Que vaut le témoignage de Paul Mwilambwé ? Pour les parties civiles, ses déclarations faites au journaliste belge Thierry Michel justifient amplement un complément d'instruction. Les avocats comptent bien le demander mardi 17 juillet, lors de la prochaine audience du procès en appel des assassins de Floribert Chebeya et de son chauffeur Fidel Bazana.

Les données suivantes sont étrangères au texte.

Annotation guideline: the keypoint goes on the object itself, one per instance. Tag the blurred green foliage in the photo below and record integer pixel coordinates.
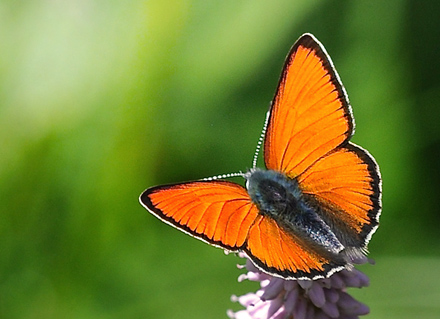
(102, 99)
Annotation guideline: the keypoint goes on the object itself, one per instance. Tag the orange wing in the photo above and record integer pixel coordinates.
(222, 214)
(346, 185)
(218, 212)
(307, 139)
(310, 114)
(280, 252)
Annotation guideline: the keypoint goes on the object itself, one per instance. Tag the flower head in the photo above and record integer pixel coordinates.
(301, 299)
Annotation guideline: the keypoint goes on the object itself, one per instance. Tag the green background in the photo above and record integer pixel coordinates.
(102, 99)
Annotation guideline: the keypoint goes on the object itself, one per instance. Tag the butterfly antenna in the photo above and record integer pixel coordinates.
(223, 176)
(260, 140)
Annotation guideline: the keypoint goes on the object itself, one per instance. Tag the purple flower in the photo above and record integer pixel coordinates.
(301, 299)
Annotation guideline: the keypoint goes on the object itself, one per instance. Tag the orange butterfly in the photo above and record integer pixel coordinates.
(318, 203)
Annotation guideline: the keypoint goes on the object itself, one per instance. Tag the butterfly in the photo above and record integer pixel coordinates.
(314, 208)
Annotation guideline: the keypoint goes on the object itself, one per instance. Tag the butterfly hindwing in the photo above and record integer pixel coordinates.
(281, 252)
(320, 201)
(345, 185)
(218, 212)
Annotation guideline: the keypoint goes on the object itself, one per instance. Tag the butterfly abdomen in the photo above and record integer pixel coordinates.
(280, 198)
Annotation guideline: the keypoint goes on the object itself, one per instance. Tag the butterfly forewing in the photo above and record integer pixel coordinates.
(310, 114)
(307, 139)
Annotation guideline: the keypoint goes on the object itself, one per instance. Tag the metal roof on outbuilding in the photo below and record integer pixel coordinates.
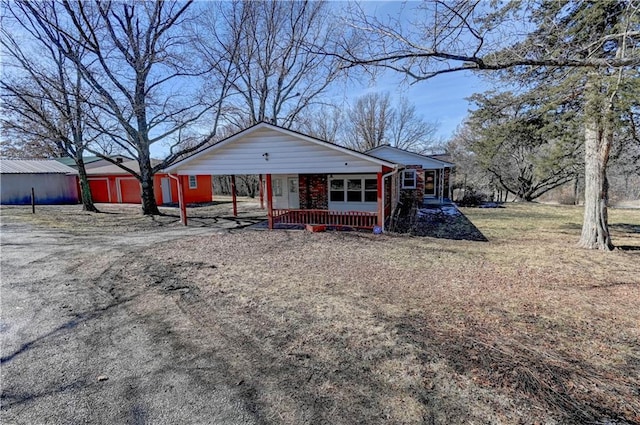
(34, 166)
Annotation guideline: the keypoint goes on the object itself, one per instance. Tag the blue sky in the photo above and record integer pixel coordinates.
(441, 99)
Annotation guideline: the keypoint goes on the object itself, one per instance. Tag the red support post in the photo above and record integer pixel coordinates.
(269, 202)
(183, 206)
(380, 202)
(261, 192)
(233, 196)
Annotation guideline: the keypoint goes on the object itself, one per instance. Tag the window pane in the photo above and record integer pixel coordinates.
(371, 196)
(277, 187)
(371, 184)
(354, 196)
(337, 196)
(353, 184)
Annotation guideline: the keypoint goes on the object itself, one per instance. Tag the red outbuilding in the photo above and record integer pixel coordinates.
(112, 184)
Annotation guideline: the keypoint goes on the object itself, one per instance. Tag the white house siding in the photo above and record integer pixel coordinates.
(49, 189)
(287, 154)
(406, 158)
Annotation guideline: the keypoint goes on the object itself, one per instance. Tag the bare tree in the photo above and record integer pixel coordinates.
(369, 122)
(45, 104)
(138, 65)
(325, 123)
(374, 121)
(262, 49)
(599, 39)
(409, 131)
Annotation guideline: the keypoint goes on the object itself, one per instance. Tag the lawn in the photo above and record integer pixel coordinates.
(349, 327)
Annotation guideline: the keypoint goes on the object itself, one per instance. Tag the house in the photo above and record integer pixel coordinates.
(51, 182)
(306, 180)
(112, 184)
(427, 179)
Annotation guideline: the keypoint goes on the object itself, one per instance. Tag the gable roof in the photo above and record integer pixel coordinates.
(34, 166)
(405, 157)
(266, 148)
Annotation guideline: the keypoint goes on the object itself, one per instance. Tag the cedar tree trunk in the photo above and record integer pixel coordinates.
(598, 138)
(149, 206)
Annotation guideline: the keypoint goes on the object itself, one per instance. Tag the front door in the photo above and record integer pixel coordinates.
(293, 193)
(165, 183)
(430, 183)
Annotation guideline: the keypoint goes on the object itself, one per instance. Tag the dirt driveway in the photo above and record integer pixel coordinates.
(84, 341)
(121, 318)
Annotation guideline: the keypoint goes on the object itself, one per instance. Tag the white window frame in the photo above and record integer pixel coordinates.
(345, 189)
(414, 178)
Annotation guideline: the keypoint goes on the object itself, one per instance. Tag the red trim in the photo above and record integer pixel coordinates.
(183, 207)
(233, 196)
(261, 192)
(380, 202)
(269, 202)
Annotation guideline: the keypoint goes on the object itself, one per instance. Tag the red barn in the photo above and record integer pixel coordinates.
(112, 184)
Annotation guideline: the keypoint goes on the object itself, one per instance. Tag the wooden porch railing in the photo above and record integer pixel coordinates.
(359, 219)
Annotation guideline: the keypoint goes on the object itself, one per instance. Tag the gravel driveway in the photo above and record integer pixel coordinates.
(81, 343)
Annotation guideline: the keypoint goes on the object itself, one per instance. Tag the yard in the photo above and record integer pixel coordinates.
(120, 318)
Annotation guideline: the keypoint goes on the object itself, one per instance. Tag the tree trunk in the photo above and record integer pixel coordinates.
(595, 229)
(149, 206)
(85, 190)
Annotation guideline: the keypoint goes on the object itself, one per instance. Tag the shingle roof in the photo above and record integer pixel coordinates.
(34, 166)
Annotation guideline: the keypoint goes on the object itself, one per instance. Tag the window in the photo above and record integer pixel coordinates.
(336, 191)
(353, 189)
(409, 179)
(277, 187)
(371, 190)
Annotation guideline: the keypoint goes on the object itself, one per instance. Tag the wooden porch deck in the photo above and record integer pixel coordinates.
(356, 219)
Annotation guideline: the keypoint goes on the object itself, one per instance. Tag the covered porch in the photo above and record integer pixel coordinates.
(303, 181)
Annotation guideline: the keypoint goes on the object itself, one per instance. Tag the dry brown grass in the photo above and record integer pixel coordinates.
(349, 328)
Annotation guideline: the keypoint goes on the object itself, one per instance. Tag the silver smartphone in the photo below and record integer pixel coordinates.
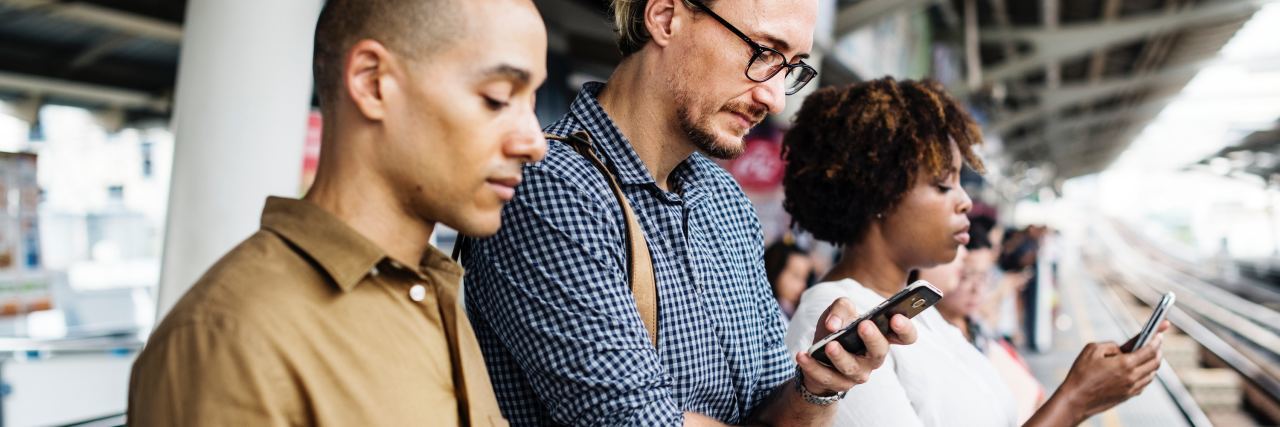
(1153, 322)
(908, 302)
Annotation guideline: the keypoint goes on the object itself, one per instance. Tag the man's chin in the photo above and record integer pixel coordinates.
(725, 147)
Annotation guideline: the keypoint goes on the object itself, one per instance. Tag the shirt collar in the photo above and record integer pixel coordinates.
(606, 136)
(342, 252)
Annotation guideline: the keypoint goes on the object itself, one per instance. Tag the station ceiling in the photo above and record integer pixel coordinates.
(1063, 82)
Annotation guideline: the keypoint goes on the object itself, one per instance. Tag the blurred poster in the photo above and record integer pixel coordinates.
(311, 150)
(19, 237)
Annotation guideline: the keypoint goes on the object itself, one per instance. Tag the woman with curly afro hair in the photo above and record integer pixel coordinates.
(876, 168)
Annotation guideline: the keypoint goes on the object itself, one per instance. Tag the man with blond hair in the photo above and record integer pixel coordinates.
(566, 336)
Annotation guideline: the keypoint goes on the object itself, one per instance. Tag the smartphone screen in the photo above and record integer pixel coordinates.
(1153, 322)
(908, 302)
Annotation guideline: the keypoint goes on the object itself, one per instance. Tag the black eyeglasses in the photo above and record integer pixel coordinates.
(766, 63)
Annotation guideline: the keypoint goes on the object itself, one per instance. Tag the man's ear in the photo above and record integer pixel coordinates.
(659, 19)
(366, 77)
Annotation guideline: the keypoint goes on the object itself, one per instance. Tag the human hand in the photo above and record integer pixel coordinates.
(849, 370)
(1104, 375)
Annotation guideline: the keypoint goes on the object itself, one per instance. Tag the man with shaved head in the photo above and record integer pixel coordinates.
(338, 311)
(570, 330)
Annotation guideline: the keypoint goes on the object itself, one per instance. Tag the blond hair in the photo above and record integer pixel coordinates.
(629, 23)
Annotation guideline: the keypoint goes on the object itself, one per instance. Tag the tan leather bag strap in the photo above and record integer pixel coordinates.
(644, 285)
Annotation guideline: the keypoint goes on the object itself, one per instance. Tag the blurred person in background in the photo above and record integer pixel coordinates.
(874, 166)
(967, 280)
(789, 270)
(338, 311)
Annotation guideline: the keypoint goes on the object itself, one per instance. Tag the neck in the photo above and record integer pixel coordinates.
(647, 120)
(872, 266)
(361, 198)
(959, 321)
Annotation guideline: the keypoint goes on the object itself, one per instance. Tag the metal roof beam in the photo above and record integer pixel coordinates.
(867, 12)
(48, 87)
(105, 18)
(1068, 41)
(1056, 99)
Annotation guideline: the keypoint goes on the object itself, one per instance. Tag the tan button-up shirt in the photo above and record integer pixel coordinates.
(307, 322)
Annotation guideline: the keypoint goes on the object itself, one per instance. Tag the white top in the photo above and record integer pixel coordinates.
(941, 380)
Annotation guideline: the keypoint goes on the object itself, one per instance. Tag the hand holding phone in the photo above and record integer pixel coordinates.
(1152, 324)
(908, 302)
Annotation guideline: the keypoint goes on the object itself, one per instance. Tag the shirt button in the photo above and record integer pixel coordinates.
(417, 293)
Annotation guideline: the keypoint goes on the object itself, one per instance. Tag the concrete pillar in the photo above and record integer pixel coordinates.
(240, 123)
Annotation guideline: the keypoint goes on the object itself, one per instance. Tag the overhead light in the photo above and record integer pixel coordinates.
(1220, 165)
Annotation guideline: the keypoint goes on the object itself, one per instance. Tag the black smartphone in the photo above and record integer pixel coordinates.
(908, 302)
(1153, 322)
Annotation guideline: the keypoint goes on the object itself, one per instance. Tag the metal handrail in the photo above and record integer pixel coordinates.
(1174, 385)
(76, 344)
(1189, 316)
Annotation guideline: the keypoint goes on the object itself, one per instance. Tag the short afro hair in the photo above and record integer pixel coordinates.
(855, 151)
(407, 27)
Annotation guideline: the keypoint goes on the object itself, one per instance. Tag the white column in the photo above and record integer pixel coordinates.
(240, 122)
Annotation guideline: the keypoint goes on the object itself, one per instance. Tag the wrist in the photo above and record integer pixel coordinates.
(816, 394)
(1072, 403)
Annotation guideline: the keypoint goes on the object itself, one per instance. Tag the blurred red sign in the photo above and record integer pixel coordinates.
(760, 166)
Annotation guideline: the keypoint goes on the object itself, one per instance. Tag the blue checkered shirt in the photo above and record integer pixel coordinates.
(551, 304)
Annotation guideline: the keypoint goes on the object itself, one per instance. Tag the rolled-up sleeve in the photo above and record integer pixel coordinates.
(552, 287)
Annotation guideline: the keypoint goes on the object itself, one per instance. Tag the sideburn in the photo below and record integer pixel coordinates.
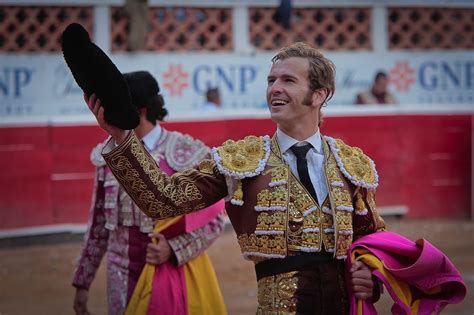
(307, 100)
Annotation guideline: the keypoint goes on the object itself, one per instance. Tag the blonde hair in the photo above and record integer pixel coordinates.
(322, 71)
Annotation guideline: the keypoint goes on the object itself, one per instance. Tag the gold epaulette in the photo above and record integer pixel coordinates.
(243, 158)
(354, 164)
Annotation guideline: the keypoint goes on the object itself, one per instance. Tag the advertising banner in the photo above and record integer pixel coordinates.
(42, 85)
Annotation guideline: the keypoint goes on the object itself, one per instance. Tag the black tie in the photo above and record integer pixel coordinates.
(302, 167)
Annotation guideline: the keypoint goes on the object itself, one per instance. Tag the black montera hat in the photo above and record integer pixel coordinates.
(143, 87)
(95, 73)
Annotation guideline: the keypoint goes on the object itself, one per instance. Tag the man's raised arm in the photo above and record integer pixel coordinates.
(157, 194)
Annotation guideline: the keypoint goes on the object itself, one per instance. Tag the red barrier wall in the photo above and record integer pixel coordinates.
(424, 163)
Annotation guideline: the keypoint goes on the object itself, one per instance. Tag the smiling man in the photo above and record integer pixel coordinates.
(296, 200)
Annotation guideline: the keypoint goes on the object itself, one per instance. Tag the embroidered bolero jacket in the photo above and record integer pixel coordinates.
(270, 210)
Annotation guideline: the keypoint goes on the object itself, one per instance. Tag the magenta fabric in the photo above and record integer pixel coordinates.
(172, 300)
(200, 218)
(419, 264)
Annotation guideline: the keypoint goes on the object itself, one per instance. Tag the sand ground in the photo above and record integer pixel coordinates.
(35, 278)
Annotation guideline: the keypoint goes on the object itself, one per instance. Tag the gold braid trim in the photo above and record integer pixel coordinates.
(176, 194)
(354, 164)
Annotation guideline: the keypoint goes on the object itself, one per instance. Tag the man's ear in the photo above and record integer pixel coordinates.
(319, 96)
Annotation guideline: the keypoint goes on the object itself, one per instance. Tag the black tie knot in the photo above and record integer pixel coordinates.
(302, 168)
(301, 151)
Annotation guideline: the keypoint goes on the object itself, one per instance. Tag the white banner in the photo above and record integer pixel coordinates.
(42, 85)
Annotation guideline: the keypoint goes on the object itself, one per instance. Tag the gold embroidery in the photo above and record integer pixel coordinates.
(207, 166)
(277, 294)
(269, 245)
(271, 221)
(263, 200)
(178, 188)
(242, 155)
(357, 164)
(279, 197)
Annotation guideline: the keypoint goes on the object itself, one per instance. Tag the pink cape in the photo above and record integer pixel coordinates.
(419, 264)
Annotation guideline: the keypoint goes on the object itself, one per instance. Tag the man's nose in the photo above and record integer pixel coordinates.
(276, 88)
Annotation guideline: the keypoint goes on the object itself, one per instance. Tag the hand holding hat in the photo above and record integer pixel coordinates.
(96, 74)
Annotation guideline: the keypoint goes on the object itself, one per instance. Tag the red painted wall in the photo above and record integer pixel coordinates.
(424, 162)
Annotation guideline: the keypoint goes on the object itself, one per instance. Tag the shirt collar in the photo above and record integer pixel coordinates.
(286, 142)
(151, 139)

Les avocats, qui souhaitent que le général Numbi soit entendu non plus comme témoin mais comme prévenu, voient dans les révélations faites par le journaliste Thierry Michel l'occasion de changer le cours du procès. Ils souhaitent par ailleurs que la justice prenne en compte les informations du policier Mwilambwé, qui donne avec précision l'emplacement de la tombe de Fidel Bazana.
Reste à savoir si la justice congolaise prendra ces révélations au sérieux. Si tel est le cas, la cour militaire ainsi que l'auditeur général, autrement dit le procureur militaire, peuvent de leur propre chef ouvrir une instruction complémentaire, envoyer une commission rogatoire interroger le journaliste belge, ou même le policier Paul Mwilambwé, actuellement en fuite.
En revanche, il est peu probable que celui-ci, condamné à mort par contumace et actuellement réfugié dans un pays africain, souhaite se rendre à la justice congolaise. Il l'avait fait en avril 2011 et dit avoir échappé de peu à un assassinat avant de fuir à l'étranger.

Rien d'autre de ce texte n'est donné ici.